The available public utilities were limited to natural gas, electricity, and high-speed internet, and all required mountain-specific underground installations that were very different from what I was used to. Nothing is simple at 9,000’. Potable water and sanitation were to be resolved on-site by drilling a well and installing septic tank(s) with accompanying leach field. The original development/subdivision provided preliminary engineering specifying acceptable locations so that the resulting installations would not negatively impact adjacent properties. Water wells had several target production zones (strata), and the limited number of existing wells was insufficient to predict actual depths for our well. The cost to drill was billed on a linear footage basis, so cost estimates were, at best, guesses. The septic and accompanying leach fields needed to remain a minimum distance from any potable water supply. The rationale for this should be crystal clear. The size of the home and its projected water use dictated the ultimate size of the sanitary plan. The elevation, climate, and soil composition limited the available state-approved systems, and an overriding drip/evaporation configuration was selected for the development. This system was pre-engineered with a base design that provided a cut-and-paste application suitable for most proposed homes. Of course, you could choose alternative sanitary systems, but any deviation would require new engineering and additional approvals. The companies providing these services were limited to one or two local companies and booked out months, if not years, in advance. Luckily, we could schedule appointments and succeeded in reserving slots for the subsequent year, at least in principle.

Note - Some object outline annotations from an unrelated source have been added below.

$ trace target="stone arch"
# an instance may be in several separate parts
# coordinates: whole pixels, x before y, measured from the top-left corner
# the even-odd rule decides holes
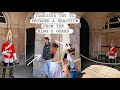
[[[120,17],[120,13],[114,13],[114,14],[111,14],[111,15],[109,15],[109,13],[108,13],[108,16],[104,19],[102,28],[105,27],[105,24],[109,19],[112,19],[114,17]]]

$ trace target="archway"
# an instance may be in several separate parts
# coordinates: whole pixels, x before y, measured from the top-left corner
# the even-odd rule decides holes
[[[80,53],[89,58],[89,25],[83,17],[81,17],[80,22]],[[85,59],[81,57],[81,69],[84,62]]]

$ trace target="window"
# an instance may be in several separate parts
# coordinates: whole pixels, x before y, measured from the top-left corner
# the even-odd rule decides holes
[[[104,26],[104,29],[109,29],[109,28],[118,28],[120,27],[120,17],[114,17],[109,19]]]
[[[0,12],[0,22],[1,22],[1,23],[6,23],[5,17],[4,17],[4,15],[2,14],[2,12]]]

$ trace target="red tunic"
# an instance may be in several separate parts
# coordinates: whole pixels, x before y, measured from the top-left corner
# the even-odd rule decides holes
[[[115,56],[115,53],[116,53],[116,48],[115,47],[109,48],[109,56]]]
[[[15,53],[15,48],[14,44],[10,42],[5,42],[2,45],[2,52],[6,51],[7,53],[10,54],[10,56],[4,55],[4,58],[14,58],[14,53]]]

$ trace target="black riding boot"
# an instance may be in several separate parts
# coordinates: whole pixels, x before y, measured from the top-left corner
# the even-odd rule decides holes
[[[9,68],[9,76],[10,76],[11,78],[14,78],[14,76],[13,76],[13,67],[10,67],[10,68]]]
[[[3,68],[2,78],[5,78],[6,68]]]

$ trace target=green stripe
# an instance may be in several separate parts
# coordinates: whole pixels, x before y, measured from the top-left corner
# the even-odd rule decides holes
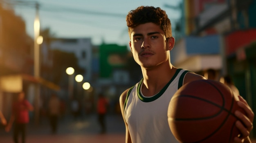
[[[186,70],[182,73],[180,75],[180,79],[179,79],[179,84],[178,84],[178,89],[180,89],[183,85],[183,81],[184,80],[184,77],[185,77],[185,75],[188,72],[191,72],[191,71],[189,70]]]
[[[156,100],[157,99],[161,97],[161,96],[163,94],[164,94],[165,90],[166,90],[168,88],[168,86],[169,86],[169,85],[170,85],[170,84],[171,84],[172,81],[173,81],[174,80],[174,79],[175,79],[176,77],[177,77],[177,75],[178,75],[178,74],[179,73],[179,72],[180,72],[180,71],[181,70],[182,70],[182,69],[181,68],[177,69],[176,70],[176,72],[175,72],[175,73],[174,74],[174,75],[173,75],[173,77],[172,79],[167,83],[167,84],[166,84],[166,85],[164,86],[164,88],[163,88],[163,89],[162,89],[161,91],[159,92],[158,92],[158,93],[157,94],[155,95],[150,97],[144,97],[142,96],[142,94],[140,92],[140,90],[139,89],[141,88],[140,87],[141,86],[142,83],[143,82],[142,81],[143,81],[143,79],[142,79],[140,81],[140,83],[139,83],[138,86],[138,88],[137,88],[137,94],[138,94],[138,96],[139,99],[140,99],[140,100],[142,101],[145,102],[151,102]]]
[[[124,111],[125,109],[125,107],[126,106],[126,104],[127,103],[127,100],[128,100],[128,97],[129,97],[130,93],[132,91],[132,89],[133,89],[133,88],[135,86],[135,85],[133,86],[132,87],[130,88],[130,89],[129,90],[128,90],[128,92],[127,92],[127,95],[126,95],[126,98],[125,101],[124,101]]]

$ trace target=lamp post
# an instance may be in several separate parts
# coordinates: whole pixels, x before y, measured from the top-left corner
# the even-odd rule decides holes
[[[79,97],[77,97],[79,98],[80,97],[79,97],[79,96],[79,96],[80,89],[81,87],[81,82],[83,81],[83,77],[81,75],[77,75],[76,76],[76,77],[75,77],[75,79],[76,79],[76,81],[77,82],[77,95],[78,95],[78,96],[79,96]]]
[[[34,76],[36,79],[40,77],[40,52],[39,44],[38,38],[39,37],[40,22],[38,14],[39,4],[36,4],[36,13],[34,22]],[[38,41],[40,42],[40,41]],[[41,41],[43,42],[43,41]],[[39,120],[39,102],[40,97],[40,87],[39,83],[36,84],[35,87],[35,121],[37,124]]]
[[[66,69],[66,73],[69,75],[68,97],[70,99],[73,98],[74,91],[74,73],[75,70],[72,67],[68,67]]]

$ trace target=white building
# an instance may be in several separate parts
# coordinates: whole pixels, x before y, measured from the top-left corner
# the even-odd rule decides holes
[[[92,45],[91,38],[59,38],[51,42],[52,49],[58,49],[74,53],[78,59],[79,65],[86,71],[83,75],[86,81],[90,81],[92,77],[91,69]]]

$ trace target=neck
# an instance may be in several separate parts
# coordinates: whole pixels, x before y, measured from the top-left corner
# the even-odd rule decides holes
[[[151,96],[158,93],[172,78],[177,68],[171,63],[166,64],[150,68],[141,68],[142,91],[144,96]]]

Having a good handle on everything in the mountains (the delusion is complete, and the joke would be on us), I returned to Pittsburgh with a divided focus. The exciting, shiny new object was Hayden’s home design. The old ball and chain was the resumption of an extensive one-1/2-year renovation, and additions were suspended in limbo due to the mandated nationwide shutdown. The owners had moved in, but the roof, concrete driveway, and stucco exterior were still to be finished. The most challenging line item was the roof because it had a 12/12 pitch, and the finished product was Ludowici cement roofing tile. If you don’t know the product, feel free to look it up (https://ludowici.com/), but the bottom line is that it is a cement tile requiring labor-intensive, piece-by-piece installation. The remaining balance, which had to be hand-transported to its elevated final resting spot, weighed over 20 tons. Perhaps I should thank Governor Wolf, as the reprieve was appreciated and much needed.

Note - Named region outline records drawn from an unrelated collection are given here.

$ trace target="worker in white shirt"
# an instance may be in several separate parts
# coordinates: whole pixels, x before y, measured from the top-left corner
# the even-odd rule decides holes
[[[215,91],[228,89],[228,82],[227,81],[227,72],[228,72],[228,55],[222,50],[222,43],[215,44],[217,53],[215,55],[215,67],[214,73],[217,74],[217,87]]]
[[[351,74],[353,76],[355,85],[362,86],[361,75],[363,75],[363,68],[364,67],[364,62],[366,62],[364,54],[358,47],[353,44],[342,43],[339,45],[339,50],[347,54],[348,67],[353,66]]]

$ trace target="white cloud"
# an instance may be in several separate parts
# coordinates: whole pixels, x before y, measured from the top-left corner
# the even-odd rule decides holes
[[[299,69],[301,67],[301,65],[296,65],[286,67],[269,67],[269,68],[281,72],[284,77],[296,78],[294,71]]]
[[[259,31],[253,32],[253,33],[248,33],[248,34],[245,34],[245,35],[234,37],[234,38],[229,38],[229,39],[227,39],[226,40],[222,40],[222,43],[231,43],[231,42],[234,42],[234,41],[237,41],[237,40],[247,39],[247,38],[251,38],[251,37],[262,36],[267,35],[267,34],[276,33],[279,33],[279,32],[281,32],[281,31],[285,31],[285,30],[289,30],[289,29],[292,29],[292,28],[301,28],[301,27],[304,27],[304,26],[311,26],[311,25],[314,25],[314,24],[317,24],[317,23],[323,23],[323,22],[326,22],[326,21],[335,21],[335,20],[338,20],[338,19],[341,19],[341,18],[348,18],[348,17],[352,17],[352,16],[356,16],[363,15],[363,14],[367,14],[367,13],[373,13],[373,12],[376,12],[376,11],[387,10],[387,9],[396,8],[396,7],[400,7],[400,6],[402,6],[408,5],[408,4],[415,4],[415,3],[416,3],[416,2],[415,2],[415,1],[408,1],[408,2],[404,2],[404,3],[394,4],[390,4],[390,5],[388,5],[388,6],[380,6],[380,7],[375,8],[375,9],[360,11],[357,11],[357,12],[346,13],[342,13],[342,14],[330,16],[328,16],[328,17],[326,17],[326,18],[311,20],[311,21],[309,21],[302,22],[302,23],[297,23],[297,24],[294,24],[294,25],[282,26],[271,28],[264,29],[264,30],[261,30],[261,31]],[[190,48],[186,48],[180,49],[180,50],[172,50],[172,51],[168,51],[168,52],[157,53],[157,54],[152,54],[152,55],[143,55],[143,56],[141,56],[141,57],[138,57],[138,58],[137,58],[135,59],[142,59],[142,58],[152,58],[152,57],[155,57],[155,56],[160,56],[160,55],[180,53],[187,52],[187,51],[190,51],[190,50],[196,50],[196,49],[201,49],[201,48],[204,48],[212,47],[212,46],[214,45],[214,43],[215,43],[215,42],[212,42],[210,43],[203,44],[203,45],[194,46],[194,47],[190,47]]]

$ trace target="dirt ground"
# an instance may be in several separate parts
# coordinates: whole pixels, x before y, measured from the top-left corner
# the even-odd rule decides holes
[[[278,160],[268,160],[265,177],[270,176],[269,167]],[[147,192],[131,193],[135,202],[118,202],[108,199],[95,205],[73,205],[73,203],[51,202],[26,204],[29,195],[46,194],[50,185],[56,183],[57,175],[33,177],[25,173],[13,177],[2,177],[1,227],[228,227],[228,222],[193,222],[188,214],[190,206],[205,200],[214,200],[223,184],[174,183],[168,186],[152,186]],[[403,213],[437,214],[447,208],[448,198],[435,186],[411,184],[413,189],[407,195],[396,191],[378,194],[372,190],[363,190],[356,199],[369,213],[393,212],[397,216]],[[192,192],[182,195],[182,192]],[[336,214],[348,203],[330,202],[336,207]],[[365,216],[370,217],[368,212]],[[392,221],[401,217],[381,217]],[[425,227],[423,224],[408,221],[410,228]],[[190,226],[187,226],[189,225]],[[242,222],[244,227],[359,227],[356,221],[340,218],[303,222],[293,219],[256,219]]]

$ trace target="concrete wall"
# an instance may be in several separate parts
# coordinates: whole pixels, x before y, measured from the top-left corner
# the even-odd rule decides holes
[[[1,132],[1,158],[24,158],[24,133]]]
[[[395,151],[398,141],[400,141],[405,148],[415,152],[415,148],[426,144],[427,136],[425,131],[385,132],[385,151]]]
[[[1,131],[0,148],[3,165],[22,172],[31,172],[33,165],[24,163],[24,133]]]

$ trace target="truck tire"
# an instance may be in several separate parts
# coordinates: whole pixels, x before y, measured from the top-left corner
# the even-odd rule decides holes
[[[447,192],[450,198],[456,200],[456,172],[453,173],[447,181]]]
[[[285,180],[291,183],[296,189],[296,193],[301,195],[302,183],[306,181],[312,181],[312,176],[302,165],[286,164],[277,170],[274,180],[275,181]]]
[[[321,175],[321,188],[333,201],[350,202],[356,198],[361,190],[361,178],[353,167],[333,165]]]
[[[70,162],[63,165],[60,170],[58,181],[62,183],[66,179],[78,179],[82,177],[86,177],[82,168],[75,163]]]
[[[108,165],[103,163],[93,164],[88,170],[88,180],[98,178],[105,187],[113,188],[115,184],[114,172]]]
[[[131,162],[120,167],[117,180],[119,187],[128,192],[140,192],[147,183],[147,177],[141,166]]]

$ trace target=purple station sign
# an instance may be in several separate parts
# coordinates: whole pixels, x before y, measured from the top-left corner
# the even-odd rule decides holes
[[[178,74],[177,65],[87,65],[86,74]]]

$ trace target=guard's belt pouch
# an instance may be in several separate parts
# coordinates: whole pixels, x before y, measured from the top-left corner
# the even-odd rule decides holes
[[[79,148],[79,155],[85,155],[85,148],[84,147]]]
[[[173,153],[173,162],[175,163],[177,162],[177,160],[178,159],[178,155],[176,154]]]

After starting my business in the late 1980s, I always had the next job in my back pocket, if not multiple projects. Knowing where I was going provided a sense of purpose, direction, and job security. The pandemic not only put current jobs on hold but created a sense of uncertainty as neither contractor nor homeowner knew what would happen next. That evening, quiet internal voices at the distillery started a discussion, attempting to balance uncertainty with a potential opportunity. Hayden’s enthusiasm was contagious, but in retrospect, I may have unintentionally set us up for the adventure of a lifetime. Naively, we amused ourselves by speculating how much fun it would be to build the house together, unfettered by any sense of realism. The underlying direction this process was subtly diverting to was light years away from the humorous picture story we created of mountain elves and unicorns sliding a mountain villa down a rainbow onto the lot, some magical evening.

The design and budget components were my only commitment. Still, whether spoken or not, I rationalized this could be a more significant opportunity for a father who would do anything for his daughter. Somehow, a seed had been planted and took root without fully comprehending what we were getting ourselves into. Metaphorically, the train was building up a head of steam to leave the station, and this was not to be a sightseeing excursion.